SCS AUA 2022: Long-Term Healthcare Costs for Patients Undergoing Radical Cystectomy for Bladder Cancer: Results From a Population-Based Cohort From Privately Insured Patients

(UroToday.com) Perioperative healthcare costs for patients undergoing radical cystectomy for bladder cancer has been shown to vary by robotic and open surgical approaches and type of diversion. A key knowledge gap, however, is the long-term economic burden for this highly expensive urologic malignancy. In this context, they elucidated long-term healthcare costs amongst patients undergoing radical cystectomy for the treatment of bladder cancer.


From a population-based cohort of privately insured patients, they identified individuals who underwent open or robotic radical cystectomy with either ileal conduit or neobladder diversion from 2010 to 2015 using the MarketScan database.

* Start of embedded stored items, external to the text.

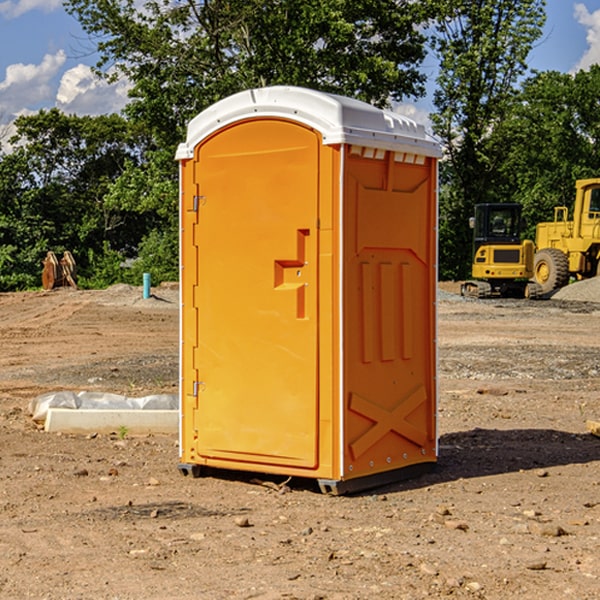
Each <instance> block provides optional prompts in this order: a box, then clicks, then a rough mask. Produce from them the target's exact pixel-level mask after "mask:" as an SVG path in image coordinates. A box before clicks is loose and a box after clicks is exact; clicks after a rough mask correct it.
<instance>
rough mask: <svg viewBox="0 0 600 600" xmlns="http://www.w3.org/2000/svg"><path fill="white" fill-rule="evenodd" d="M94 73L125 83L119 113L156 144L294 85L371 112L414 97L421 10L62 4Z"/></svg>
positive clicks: (161, 144) (172, 141) (341, 1)
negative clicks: (341, 94)
mask: <svg viewBox="0 0 600 600" xmlns="http://www.w3.org/2000/svg"><path fill="white" fill-rule="evenodd" d="M65 6H66V8H67V10H68V11H69V12H70V13H71V14H73V15H74V16H75V17H76V18H77V19H78V20H79V22H80V23H81V25H82V27H83V28H84V30H85V31H86V32H87V33H88V34H89V35H90V39H91V40H92V41H93V42H94V43H95V44H97V49H98V51H99V53H100V60H99V63H98V65H97V67H98V71H99V72H100V73H104V74H105V76H107V77H117V76H120V75H124V76H126V77H127V78H128V79H129V80H130V81H131V83H132V86H133V87H132V89H131V92H130V96H131V99H132V100H131V103H130V105H129V106H128V107H127V109H126V110H127V114H128V115H129V116H130V117H132V118H133V119H134V120H136V121H143V122H144V123H145V124H146V127H147V128H148V130H149V131H152V133H153V135H154V136H155V138H156V141H157V143H158V144H159V145H160V146H161V147H162V146H164V145H165V144H170V145H174V144H175V143H177V142H178V141H181V139H182V135H183V131H184V128H185V126H186V124H187V122H188V121H189V120H190V118H192V117H193V116H195V115H196V114H197V113H198V112H200V111H201V110H203V109H204V108H206V107H207V106H209V105H211V104H212V103H214V102H215V101H217V100H219V99H221V98H223V97H225V96H228V95H230V94H232V93H234V92H238V91H240V90H243V89H247V88H251V87H257V86H265V85H273V84H286V85H301V86H307V87H313V88H316V89H320V90H323V91H330V92H337V93H341V94H345V95H349V96H353V97H356V98H360V99H362V100H365V101H367V102H372V103H374V104H377V105H384V104H386V103H388V102H389V100H390V99H396V100H399V99H401V98H404V97H405V96H416V95H420V94H422V93H423V91H424V89H423V83H424V80H425V77H424V75H423V74H421V73H420V72H419V70H418V66H419V64H420V63H421V61H422V60H423V58H424V56H425V47H424V43H425V38H424V36H423V34H422V33H420V31H419V29H418V27H417V26H418V25H419V24H421V23H423V22H424V20H425V19H426V17H427V10H430V7H429V5H428V3H418V2H417V3H415V2H412V1H411V0H378V1H377V2H375V1H373V0H304V1H302V2H299V1H298V0H204V1H201V2H196V1H195V0H178V1H175V2H173V0H148V1H146V2H144V4H143V6H142V7H141V8H140V5H139V3H138V2H135V0H125V1H121V0H118V1H117V0H67V2H66V4H65Z"/></svg>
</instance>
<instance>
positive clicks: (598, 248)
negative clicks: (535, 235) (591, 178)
mask: <svg viewBox="0 0 600 600" xmlns="http://www.w3.org/2000/svg"><path fill="white" fill-rule="evenodd" d="M575 190H576V193H575V204H574V206H573V219H572V220H568V213H569V211H568V208H567V207H566V206H557V207H555V208H554V221H552V222H548V223H538V225H537V227H536V236H535V245H536V254H535V260H534V280H535V281H536V282H537V283H538V284H539V286H540V287H541V290H542V294H548V293H550V292H552V291H553V290H556V289H558V288H561V287H563V286H565V285H567V283H569V280H570V278H571V277H574V278H576V279H587V278H589V277H595V276H596V275H598V273H599V266H600V178H597V179H580V180H578V181H577V182H576V184H575Z"/></svg>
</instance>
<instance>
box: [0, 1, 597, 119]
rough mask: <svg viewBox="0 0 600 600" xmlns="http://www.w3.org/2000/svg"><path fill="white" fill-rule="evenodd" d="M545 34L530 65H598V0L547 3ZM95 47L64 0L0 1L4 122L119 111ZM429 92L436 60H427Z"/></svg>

The total healthcare costs from all clinical, emergency room visits, initial total hospital cost, and subsequent readmissions were calculated during a 5-year period following radical cystectomy. They used bivariate and multivariable analyses to identify surgical and clinical covariates associated with higher long-term health care costs.

Overall, they identified 2,961 patients diagnosed with bladder cancer who underwent radical cystectomy from 2010 to 2015. Most patients underwent open radical cystectomy with ileal conduit (56.7%) with 22.7%, 14.7% and 3.2% undergoing open radical cystectomy with neobladder, robotic radical cystectomy with ileal conduit, and robotic radical cystectomy with neobladder, respectively. The median of total healthcare costs at 5-years were modestly higher for open radical cystectomy with neobladder ($103,356; IQR: $64,296 – $173,249) relative to open radical cystectomy with ileal conduit ($93,533; IQR: $54,732 – $163,744), robotic radical cystectomy with ileal conduit ($93,350; IQR: $61,681 – $150,053) and robotic radical cystectomy with neobladder ($88,216; IQR: $57,147 – $147,866; Overall p = 0.01). On multivariable analysis, patients with higher Elixhauser comorbidities and those who underwent open radical cystectomy with neobladder were associated with higher total health care costs at 5-years (both p < 0.01) than those who underwent minimally invasive radical cystectomy.

In summary, bladder cancer patients with higher comorbidities who underwent open radical cystectomy with neobladder had higher long-term healthcare costs; however, minimally invasive surgical approaches were not associated with higher healthcare costs at 5 years. Increased research is needed to develop interventions to reduce the high costs associated with treatment of bladder cancer. Moreover, these results, as with other prior work, are derived from a pre-immunotherapy era where further substantial costs of care remain to be determined for the most costly cancer: bladder cancer.

Presented by: Xavier Glover, MD, University of Colorado School of Medicine, Boulder, CO.